Позже выяснилась: настырный субъект произвёл на случайную гостью неплохое впечатление не столько приемлемой внешностью, умением непринуждённо болтать об искусстве и чувством юмора. Один из ключевых критериев определился ещё до того, как я разглядел её в темноте зрительного зала — во время моего короткого эпизода на сцене. По ходу роли мне полагалось иронично пропеть несколько строк из романса «Куда, куда вы удалились» — таким образом выяснилось, что мой доморощенный вокал можно характеризовать, как баритон. Окажись я условным тенором, предложение проводить до дома, было бы принято с настороженностью, а, возможно, и отвергнуто: жизненный опыт Натальи показывал, что теноры либо слишком эгоистичны, либо слишком легкомысленны — ни на тех, ни на других нельзя положиться.
Она училась на оперном отделении консерватории и через два года, по окончании, собиралась пробовать свои силы в театрах Австрии или Германии. Я, чтобы не ударить в грязь лицом, сообщил в ответ, что тоже вот подумываю о Москве. Так почти сразу определилось: мы с ней — попутчики до лучших времён, и нет необходимости требовать друг от друга проявления сильных чувств. Достаточно порядочности, вежливого отношения и внимания на уровне близкой дружбы.

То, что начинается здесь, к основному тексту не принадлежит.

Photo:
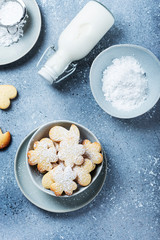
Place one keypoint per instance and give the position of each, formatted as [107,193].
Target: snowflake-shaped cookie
[92,151]
[60,180]
[44,154]
[83,172]
[71,153]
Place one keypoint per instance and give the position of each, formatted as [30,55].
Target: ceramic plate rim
[91,85]
[45,208]
[34,42]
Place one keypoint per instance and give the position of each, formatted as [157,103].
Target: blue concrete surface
[128,207]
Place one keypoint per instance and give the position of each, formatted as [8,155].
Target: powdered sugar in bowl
[125,81]
[12,14]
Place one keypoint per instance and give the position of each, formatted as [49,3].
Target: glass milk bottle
[77,40]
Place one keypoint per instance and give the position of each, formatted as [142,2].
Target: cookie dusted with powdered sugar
[59,180]
[58,134]
[83,172]
[43,155]
[93,151]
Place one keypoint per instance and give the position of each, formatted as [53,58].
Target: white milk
[78,39]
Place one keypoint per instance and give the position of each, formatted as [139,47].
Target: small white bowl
[149,63]
[42,132]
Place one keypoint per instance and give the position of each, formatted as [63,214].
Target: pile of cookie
[65,160]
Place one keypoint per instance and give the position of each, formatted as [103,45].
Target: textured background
[129,203]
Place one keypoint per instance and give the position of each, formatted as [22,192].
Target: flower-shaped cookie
[83,172]
[5,139]
[44,154]
[7,92]
[71,153]
[60,180]
[59,133]
[92,151]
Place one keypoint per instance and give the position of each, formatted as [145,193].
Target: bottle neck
[55,66]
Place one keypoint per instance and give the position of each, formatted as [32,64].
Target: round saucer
[44,200]
[32,30]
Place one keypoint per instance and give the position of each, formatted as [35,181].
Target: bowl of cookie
[64,158]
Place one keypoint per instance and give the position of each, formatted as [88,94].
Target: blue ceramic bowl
[148,62]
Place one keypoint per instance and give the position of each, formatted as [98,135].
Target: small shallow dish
[42,132]
[148,62]
[32,30]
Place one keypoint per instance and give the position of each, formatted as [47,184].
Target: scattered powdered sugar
[10,13]
[125,84]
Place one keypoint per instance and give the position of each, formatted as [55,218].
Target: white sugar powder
[125,84]
[10,13]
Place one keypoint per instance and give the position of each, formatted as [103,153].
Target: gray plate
[31,33]
[44,200]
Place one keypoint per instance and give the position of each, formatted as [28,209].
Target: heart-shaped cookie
[5,139]
[7,92]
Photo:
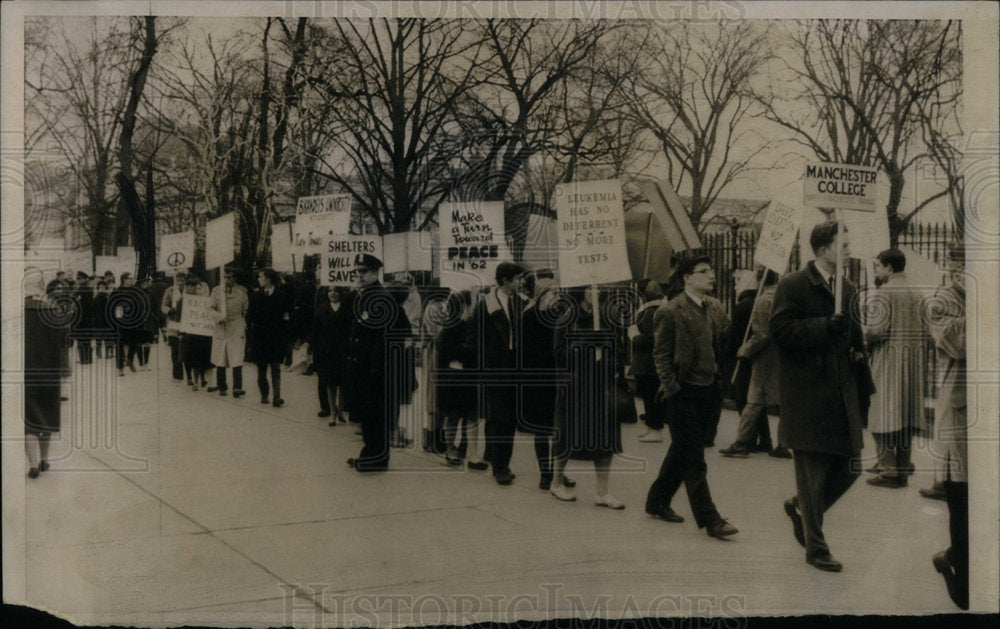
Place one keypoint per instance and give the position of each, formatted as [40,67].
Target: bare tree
[870,89]
[517,110]
[693,98]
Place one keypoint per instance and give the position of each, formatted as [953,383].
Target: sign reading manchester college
[845,186]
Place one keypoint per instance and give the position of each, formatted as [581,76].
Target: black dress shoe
[933,493]
[891,482]
[735,451]
[958,595]
[797,529]
[666,514]
[825,562]
[721,529]
[781,452]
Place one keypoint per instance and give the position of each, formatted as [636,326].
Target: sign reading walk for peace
[338,255]
[777,236]
[472,243]
[590,228]
[842,186]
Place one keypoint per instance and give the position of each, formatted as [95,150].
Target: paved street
[185,507]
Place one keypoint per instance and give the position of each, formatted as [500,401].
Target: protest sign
[337,258]
[590,226]
[777,236]
[197,315]
[219,241]
[318,217]
[472,243]
[406,252]
[176,251]
[842,186]
[281,248]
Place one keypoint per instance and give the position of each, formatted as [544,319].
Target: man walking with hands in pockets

Необременительные условия, однако, диктовали и свои правила: наши встречи запрещали плохое настроение, акцентирование на житейских трудностях и мрачных новостях. Два-три раза в неделю мы прятались друг в друге на несколько часов от бесприютности впавшего в хаос мира, и только это обстоятельство придавало нашим отношениям смысл — немного искусственный и в то же время практичный. Для меня так и осталось загадкой, был ли у нас шанс оказаться вместе, если бы прежние благополучные времена ещё продолжались (прошлое), и ужились ли бы мы в быту (будущее).
Вопреки моим представлениям о людях искусства Наталья менее всего походила на особу, витающую в облаках. Она оказалась практичной, ответственной и целеустремлённой — умела готовить вкусную еду из недорогих продуктов, на наши встречи опаздывала на больше, чем на пять минут — и то только потому, что девушкам полагается слегка опаздывать, доучивала немецкий, а заодно подрабатывала репетитором английского (в последнем мы с ней совпадали: я пробовал свои силы, натаскивая школьников по французскому).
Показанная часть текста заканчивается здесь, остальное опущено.